La tarde se había cubierto de neblinas desdibujando las siluetas de los árboles y las montañas; hacían un poco de fresco, corría una brisa produciendo una sensación poco habitual en estos días de verano. Me acosté pronto, dormí toda la noche a pierna suelta. La noche anterior apenas había pegado ojo. La etapa había sido medianamente fuerte para ser el primer día.
Me levanté temprano, serían alrededor de las siete de la mañana. Bajé al bar con al intención de tomar un café y algo de comer. Para mi decepción, estaba cerrado.
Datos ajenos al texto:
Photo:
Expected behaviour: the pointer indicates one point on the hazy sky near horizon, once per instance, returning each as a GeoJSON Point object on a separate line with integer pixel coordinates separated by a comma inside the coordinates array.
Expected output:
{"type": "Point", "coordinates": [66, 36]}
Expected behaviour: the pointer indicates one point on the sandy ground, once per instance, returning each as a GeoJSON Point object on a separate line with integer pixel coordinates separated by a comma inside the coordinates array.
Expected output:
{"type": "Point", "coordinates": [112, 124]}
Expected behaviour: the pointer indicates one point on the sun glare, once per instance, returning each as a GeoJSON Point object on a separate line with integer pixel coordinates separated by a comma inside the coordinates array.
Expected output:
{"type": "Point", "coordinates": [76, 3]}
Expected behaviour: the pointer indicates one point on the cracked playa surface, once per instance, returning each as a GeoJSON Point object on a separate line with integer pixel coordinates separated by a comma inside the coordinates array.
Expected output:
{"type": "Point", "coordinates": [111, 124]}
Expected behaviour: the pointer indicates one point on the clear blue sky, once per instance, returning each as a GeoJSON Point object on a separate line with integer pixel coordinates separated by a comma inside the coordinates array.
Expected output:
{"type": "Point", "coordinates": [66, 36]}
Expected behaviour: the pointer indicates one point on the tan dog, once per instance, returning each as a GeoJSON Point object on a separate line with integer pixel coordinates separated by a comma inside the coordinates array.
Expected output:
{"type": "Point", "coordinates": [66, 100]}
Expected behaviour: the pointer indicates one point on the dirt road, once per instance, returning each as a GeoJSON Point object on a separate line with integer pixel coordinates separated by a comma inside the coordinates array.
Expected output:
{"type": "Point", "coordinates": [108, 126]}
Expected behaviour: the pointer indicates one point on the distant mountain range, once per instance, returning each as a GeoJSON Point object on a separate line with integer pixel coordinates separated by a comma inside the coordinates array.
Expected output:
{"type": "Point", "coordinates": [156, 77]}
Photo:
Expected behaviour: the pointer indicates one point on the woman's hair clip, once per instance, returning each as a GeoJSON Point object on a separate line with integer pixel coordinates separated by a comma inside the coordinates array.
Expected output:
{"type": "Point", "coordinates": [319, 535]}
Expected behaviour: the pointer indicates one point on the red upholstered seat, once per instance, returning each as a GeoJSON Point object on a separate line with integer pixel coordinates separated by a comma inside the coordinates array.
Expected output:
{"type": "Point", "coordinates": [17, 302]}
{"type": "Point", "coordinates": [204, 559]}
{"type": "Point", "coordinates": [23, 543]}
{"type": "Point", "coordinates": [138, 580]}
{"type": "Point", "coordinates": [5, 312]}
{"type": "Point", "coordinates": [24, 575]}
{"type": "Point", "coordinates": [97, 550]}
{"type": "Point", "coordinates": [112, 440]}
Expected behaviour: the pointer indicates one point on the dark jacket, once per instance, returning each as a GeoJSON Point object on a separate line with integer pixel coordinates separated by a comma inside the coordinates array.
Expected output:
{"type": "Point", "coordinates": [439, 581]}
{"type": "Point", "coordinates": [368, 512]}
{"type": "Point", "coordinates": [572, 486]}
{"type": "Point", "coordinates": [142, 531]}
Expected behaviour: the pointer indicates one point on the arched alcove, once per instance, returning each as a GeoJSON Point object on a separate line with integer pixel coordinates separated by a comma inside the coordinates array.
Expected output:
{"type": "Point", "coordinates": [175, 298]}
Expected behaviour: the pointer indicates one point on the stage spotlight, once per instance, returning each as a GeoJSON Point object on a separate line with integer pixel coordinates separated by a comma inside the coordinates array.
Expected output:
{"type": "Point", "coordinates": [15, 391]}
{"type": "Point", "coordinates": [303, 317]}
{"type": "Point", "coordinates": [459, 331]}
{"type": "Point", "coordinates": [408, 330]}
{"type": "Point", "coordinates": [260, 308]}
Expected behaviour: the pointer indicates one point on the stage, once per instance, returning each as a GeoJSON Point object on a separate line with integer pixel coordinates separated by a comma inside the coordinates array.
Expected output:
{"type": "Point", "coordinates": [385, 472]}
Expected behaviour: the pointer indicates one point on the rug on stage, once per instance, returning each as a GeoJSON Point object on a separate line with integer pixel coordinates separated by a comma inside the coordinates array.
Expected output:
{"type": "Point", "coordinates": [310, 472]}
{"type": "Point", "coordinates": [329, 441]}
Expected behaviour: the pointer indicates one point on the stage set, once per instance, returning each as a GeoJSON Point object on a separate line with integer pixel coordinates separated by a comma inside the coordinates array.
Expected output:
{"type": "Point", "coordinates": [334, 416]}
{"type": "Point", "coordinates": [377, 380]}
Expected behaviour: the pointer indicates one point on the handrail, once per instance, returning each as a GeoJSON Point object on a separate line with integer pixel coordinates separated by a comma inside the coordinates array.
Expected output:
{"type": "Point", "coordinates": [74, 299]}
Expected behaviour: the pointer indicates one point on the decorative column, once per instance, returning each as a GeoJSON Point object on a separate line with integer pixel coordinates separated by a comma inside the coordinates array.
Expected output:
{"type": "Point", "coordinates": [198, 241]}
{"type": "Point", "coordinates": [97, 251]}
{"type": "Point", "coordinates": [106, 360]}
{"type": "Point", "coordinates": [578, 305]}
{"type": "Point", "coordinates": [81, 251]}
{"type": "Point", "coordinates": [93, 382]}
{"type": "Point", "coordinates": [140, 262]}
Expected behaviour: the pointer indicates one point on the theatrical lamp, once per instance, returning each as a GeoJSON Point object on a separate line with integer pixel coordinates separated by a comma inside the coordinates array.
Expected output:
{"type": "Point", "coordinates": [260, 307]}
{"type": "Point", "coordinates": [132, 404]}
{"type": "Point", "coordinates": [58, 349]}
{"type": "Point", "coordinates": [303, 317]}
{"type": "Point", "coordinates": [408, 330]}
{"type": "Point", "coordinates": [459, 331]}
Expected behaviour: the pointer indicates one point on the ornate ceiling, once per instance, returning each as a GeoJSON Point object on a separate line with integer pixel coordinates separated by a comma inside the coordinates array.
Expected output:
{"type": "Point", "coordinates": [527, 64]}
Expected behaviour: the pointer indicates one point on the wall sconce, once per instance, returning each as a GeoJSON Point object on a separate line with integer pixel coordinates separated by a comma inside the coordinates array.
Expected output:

La niebla daba al Camino un aspecto mitad misterioso y mitad peligroso; andar por las estrechas carreteras en aquellas circunstancia no dejaba de ser arriesgado a pesar del escaso tráfico de las mismas.
Antes de las ocho y media de la mañana llego a Premoño, me siento en un área de descanso. En este trayecto tan sólo he subido un kilómetro aproximadamente de fuerte repecho. Sigo adelante y al llegar a Peñaflor, son las diez y me detengo; tomo una cerveza, me faltan tres kilómetros para Grado.
En Grado no hay albergue. Estoy sentado en una terraza, en el centro del pueblo, y aparece un peregrino. Ya lo conocía de los días anteriores, es un toledano con el que hago amistad.
Hasta ahora las primeras etapas, sin dejar de tener una cierta dureza, son asumibles. Estamos en tierras de relieve montañoso con todo lo que eso significa; subidas y bajadas a los valles, paisajes hermosos...
Charlo con mi amigo toledano y le comento que la opción que me parece mejor es ir hasta Cabruñana aunque eso signifique desviarnos unos kilómetros del Camino. Al final es la decisión que tomamos.
El albergue de Cabruñana está bien, incluso nos ofrecen utilizar una lavadora para lavar nuestras ropas. Junto al albergue, donde se recogen las llaves y se sella la credencial, está un bar en el que se come bien.